Three things I’ve learned recently

editing1. I like to think that I am generally good at keeping up routines, but apparently I’m not good at the routine of keeping up a blog.

This is the least interesting of the three.

2. Sometimes, looking at the big picture doesn’t help.

Writing was not going terribly well the last little while—and by “writing” I mean poetry. Over the past few months I’ve written book reviews, an article, and an online interview, but have had trouble focusing on poetry. Thinking that a bit more structure might help, I decided to get deliberate about setting up a routine. I settled down on a Monday afternoon, went through the magazine file on the desk and pulled out a stack of poems that need revising. There are quite a lot; the file box was bulging. I read through all of them, and that was where the trouble started: I couldn’t decide which one to start with. I just stared at each one in turn and thought, “I don’t know what to do with this.” After beginning with high hopes, or moderate hopes anyway, I ended up having a frustrating and unproductive afternoon.

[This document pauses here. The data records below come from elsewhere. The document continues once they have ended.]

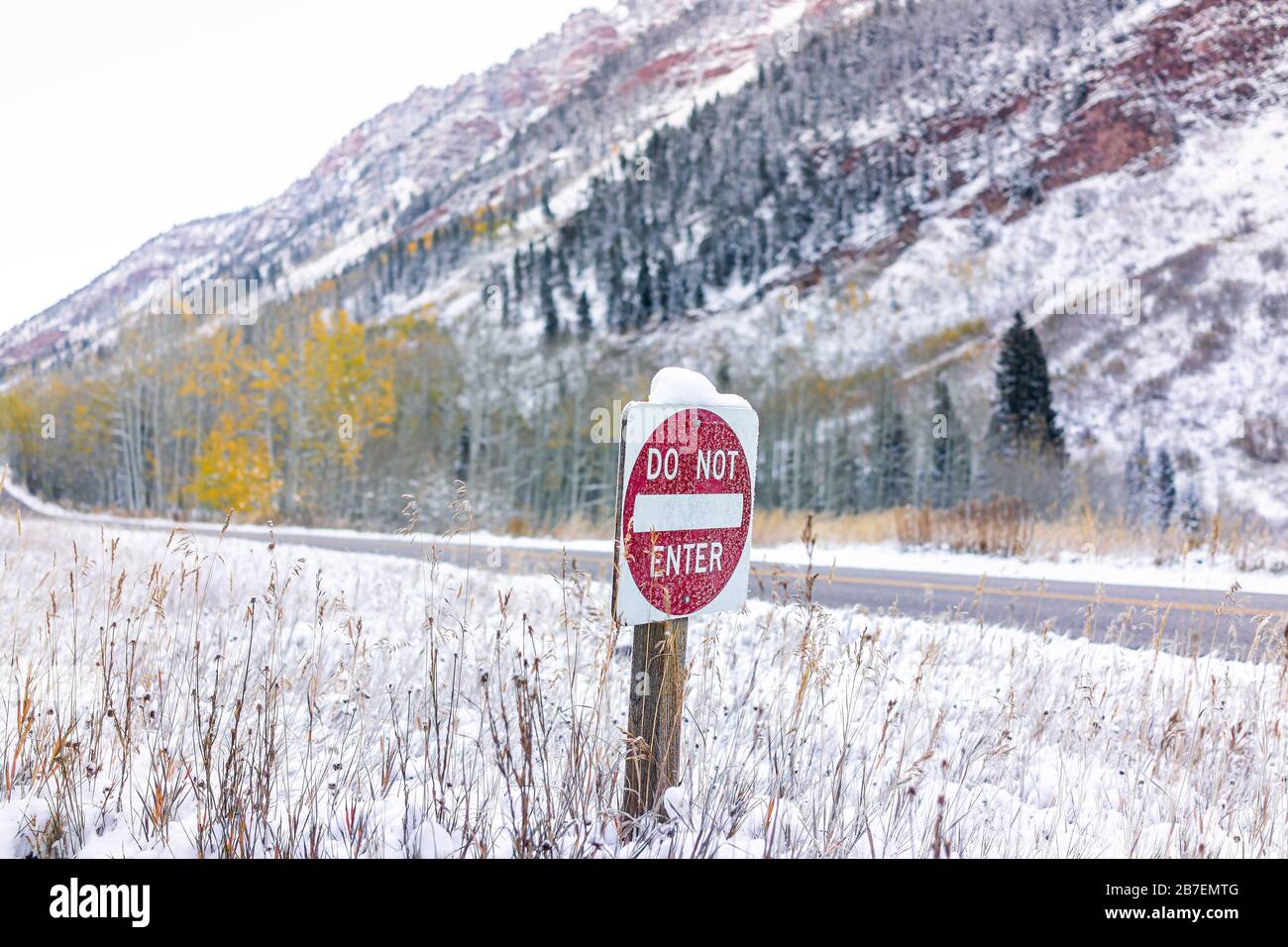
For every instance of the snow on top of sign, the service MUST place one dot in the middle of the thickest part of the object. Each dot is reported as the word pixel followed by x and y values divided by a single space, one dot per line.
pixel 674 385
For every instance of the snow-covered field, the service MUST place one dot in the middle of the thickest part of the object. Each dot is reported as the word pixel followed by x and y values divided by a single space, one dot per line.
pixel 231 698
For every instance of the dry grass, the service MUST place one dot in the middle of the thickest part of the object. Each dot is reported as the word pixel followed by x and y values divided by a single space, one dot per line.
pixel 235 698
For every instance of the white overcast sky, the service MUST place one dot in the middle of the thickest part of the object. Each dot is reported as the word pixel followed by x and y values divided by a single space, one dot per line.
pixel 119 120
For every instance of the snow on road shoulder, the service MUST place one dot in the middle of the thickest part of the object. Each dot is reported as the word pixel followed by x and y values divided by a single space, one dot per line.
pixel 406 699
pixel 1197 573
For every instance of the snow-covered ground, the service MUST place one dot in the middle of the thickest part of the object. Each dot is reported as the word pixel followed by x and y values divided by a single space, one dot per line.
pixel 228 697
pixel 1198 571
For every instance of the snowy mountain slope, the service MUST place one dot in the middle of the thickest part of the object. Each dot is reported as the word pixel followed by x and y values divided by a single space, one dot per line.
pixel 862 185
pixel 417 161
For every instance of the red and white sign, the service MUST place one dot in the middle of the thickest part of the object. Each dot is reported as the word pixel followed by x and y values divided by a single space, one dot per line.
pixel 688 476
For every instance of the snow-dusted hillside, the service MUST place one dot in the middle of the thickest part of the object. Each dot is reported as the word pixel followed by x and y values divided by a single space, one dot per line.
pixel 419 161
pixel 912 172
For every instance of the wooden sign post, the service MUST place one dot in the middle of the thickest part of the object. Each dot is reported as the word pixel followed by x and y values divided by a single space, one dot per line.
pixel 683 548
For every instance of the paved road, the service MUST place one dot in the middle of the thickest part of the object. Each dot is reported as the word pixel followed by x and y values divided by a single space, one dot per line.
pixel 1196 620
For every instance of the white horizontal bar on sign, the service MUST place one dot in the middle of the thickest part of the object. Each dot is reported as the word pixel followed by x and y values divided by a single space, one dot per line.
pixel 665 512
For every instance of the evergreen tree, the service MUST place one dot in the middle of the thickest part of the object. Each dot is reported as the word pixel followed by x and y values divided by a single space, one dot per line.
pixel 1138 479
pixel 890 462
pixel 1022 418
pixel 584 324
pixel 549 311
pixel 644 290
pixel 1164 488
pixel 949 467
pixel 1192 518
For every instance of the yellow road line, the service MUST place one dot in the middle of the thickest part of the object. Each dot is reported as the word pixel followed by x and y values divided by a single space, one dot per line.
pixel 966 589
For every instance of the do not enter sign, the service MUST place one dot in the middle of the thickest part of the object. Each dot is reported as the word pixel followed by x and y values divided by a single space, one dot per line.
pixel 684 541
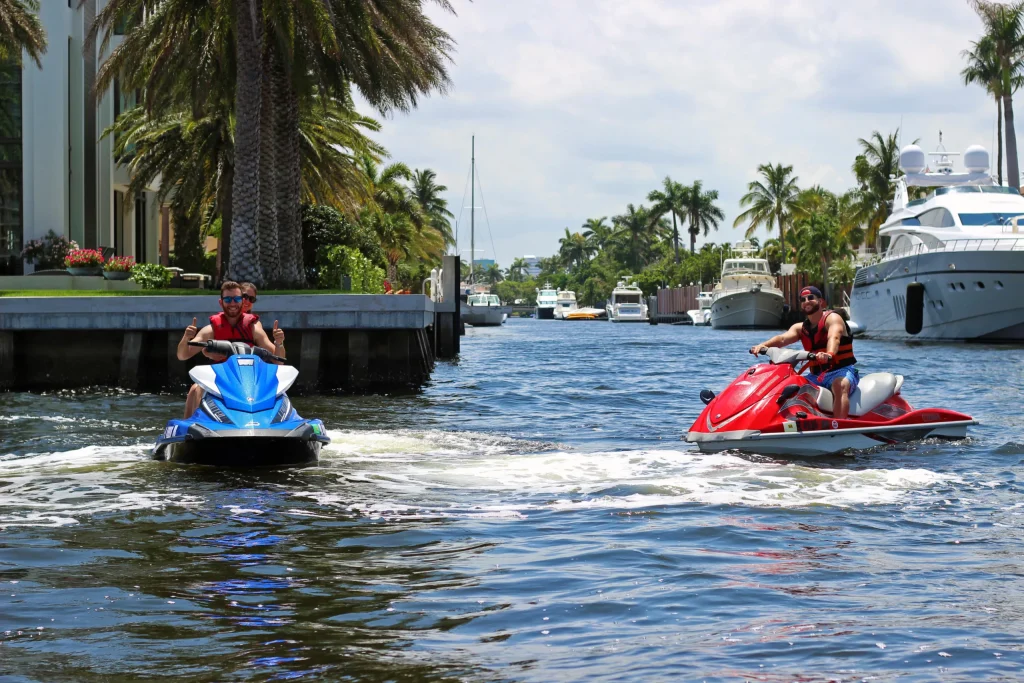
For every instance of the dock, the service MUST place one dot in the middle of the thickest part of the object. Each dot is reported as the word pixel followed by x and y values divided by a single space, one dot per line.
pixel 349 342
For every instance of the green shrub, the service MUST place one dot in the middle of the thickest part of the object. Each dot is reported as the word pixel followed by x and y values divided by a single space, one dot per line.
pixel 151 275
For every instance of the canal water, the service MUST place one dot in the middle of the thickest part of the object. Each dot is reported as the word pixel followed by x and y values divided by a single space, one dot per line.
pixel 530 515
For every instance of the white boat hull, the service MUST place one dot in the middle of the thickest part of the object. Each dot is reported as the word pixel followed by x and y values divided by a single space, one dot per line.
pixel 747 308
pixel 969 295
pixel 809 444
pixel 480 316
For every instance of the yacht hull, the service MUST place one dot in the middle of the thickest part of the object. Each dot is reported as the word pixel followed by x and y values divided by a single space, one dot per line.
pixel 747 308
pixel 969 296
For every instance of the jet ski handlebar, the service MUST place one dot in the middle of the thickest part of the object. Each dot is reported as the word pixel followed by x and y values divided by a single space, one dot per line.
pixel 237 348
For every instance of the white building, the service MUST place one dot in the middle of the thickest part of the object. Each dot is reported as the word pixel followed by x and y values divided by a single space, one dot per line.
pixel 55 172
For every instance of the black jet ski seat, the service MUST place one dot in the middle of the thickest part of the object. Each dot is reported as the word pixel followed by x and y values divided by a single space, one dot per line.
pixel 872 390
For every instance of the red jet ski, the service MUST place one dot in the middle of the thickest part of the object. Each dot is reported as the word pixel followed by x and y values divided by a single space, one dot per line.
pixel 771 409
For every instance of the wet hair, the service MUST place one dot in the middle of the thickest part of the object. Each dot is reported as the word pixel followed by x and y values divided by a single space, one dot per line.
pixel 229 285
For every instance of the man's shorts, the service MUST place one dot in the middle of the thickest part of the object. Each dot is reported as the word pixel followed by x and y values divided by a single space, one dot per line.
pixel 825 379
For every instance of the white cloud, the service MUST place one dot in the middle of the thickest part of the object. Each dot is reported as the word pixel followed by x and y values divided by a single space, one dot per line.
pixel 582 107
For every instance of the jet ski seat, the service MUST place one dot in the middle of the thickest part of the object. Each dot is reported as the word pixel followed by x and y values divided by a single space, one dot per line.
pixel 872 390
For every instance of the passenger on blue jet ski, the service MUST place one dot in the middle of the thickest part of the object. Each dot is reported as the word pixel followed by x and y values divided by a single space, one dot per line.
pixel 230 325
pixel 826 334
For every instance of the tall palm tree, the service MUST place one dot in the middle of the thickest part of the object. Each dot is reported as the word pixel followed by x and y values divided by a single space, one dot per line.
pixel 983 69
pixel 428 195
pixel 1005 27
pixel 700 211
pixel 771 202
pixel 20 30
pixel 670 200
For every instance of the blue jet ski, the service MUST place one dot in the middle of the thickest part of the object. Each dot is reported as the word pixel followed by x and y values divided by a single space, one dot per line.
pixel 245 418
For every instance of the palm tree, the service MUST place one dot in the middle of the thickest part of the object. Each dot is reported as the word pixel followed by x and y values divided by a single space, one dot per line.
pixel 20 30
pixel 428 195
pixel 672 201
pixel 983 68
pixel 771 202
pixel 700 211
pixel 1005 28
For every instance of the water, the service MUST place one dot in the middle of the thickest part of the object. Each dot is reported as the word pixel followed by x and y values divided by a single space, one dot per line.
pixel 531 515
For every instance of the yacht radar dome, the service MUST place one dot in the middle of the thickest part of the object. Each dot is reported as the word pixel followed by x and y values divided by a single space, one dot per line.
pixel 911 159
pixel 976 159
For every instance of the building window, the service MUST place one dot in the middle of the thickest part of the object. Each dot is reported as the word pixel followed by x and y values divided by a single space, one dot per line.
pixel 11 228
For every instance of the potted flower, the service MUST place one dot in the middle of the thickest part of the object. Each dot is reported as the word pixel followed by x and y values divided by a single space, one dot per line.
pixel 84 262
pixel 119 267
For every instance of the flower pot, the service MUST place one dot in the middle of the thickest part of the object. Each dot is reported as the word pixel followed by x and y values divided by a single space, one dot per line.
pixel 87 270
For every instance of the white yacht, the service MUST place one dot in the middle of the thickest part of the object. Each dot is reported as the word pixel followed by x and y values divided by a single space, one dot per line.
pixel 952 266
pixel 627 303
pixel 483 310
pixel 547 299
pixel 564 304
pixel 747 295
pixel 701 314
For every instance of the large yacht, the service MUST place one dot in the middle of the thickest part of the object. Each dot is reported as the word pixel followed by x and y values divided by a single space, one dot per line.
pixel 952 266
pixel 747 295
pixel 564 304
pixel 547 299
pixel 627 303
pixel 483 310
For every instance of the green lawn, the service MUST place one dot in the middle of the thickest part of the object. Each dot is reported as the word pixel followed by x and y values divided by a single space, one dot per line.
pixel 13 293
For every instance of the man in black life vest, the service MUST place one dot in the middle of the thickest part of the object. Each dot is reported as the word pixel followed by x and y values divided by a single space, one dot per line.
pixel 230 325
pixel 826 334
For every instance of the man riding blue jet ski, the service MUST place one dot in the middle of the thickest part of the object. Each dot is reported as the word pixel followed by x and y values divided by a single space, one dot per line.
pixel 238 413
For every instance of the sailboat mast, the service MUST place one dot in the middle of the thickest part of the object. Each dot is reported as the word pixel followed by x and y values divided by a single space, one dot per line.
pixel 472 208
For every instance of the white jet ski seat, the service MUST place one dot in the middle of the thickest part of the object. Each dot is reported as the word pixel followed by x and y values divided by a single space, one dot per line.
pixel 872 390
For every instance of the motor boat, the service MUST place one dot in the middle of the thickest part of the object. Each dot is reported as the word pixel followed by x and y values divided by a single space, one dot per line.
pixel 701 314
pixel 547 299
pixel 564 304
pixel 483 310
pixel 747 295
pixel 952 262
pixel 627 303
pixel 771 409
pixel 245 418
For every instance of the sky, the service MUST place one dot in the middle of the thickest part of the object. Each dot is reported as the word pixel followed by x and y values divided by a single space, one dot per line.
pixel 583 107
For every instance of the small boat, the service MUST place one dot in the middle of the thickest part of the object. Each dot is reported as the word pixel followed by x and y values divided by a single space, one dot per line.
pixel 547 299
pixel 627 303
pixel 564 304
pixel 484 310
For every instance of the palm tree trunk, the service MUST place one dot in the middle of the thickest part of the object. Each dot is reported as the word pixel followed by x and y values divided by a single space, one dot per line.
pixel 998 139
pixel 1013 170
pixel 245 244
pixel 289 180
pixel 268 248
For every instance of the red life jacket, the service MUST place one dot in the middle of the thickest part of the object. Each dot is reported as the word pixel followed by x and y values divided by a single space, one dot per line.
pixel 243 331
pixel 816 340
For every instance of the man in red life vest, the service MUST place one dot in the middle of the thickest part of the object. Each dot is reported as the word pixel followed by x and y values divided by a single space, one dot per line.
pixel 826 334
pixel 230 325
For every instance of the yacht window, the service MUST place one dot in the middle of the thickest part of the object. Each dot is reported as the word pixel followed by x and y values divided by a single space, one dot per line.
pixel 987 218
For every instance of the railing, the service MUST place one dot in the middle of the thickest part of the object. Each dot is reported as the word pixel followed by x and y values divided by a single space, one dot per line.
pixel 981 244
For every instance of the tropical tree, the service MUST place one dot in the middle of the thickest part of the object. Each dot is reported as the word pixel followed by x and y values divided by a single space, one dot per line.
pixel 672 199
pixel 1005 29
pixel 770 202
pixel 700 212
pixel 20 30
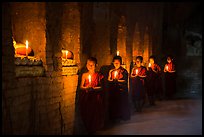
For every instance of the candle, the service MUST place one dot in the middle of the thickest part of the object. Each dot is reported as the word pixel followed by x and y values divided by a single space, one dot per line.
pixel 26 48
pixel 117 53
pixel 115 74
pixel 66 53
pixel 136 71
pixel 89 77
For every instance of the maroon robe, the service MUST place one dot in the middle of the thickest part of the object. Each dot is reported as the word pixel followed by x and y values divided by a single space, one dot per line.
pixel 91 104
pixel 154 82
pixel 118 96
pixel 170 81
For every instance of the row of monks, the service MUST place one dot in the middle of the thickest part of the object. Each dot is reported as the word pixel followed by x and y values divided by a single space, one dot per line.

Later, while taking a walk to work my stiffness out (both physical and mental), the title of Anne Lamott‘s book on writing, Bird by Bird, popped into my head. I’ve read this book a few times and found certain things Lamott says very helpful; this time it was the title itself that grabbed me. In one of the early chapters she explains where it came from: when her older brother was ten he had to do a school project on birds; he procrastinated, and the night before it was due he ended up panicky and overwhelmed, unable to even start. Their father sat down beside him and said, “Bird by bird, buddy. Just take it bird by bird.”

So this is what I am trying to do at the moment. I am deliberately trying to not look at everything at once—the stack of poems needing revision, the half-finished manuscript, the possible chapbook—because that inevitably leads to my wanting to work on everything at once. Instead, I will make a concerted effort to focus on only one poem, or a handful of poems, at a time, not get too concerned about picking the right one, just go with whatever happens to click on any given day.

3. The final 20 per cent of a project takes 80 per cent of the time.

I’d heard this principle before in another context, but it seems to also be true of writing at times. I often reach a stage with a poem where it almost feels right—except for the last line, or the title, or that one line in the middle stanza that somehow still doesn’t quite work. That one last thing can take months to figure out, because the thing is, it can’t be hurried. If it’s going to come together, if the poem is going to end up really feeling like it’s got the right words in the right places, then I have to take the time to find those words, try them out, let the piece sit for a while, look at it again—then do that several more times if necessary.

I would like this to not be so consistently true. (It’s true now, in fact, as I look for a way to conclude this post.) I know it’s all fine, all part of the process, but sometimes I think it would be nice if there were not quite so much patience required.

[The anecdote from Bird by Bird is on page 19 of the paperback edition.]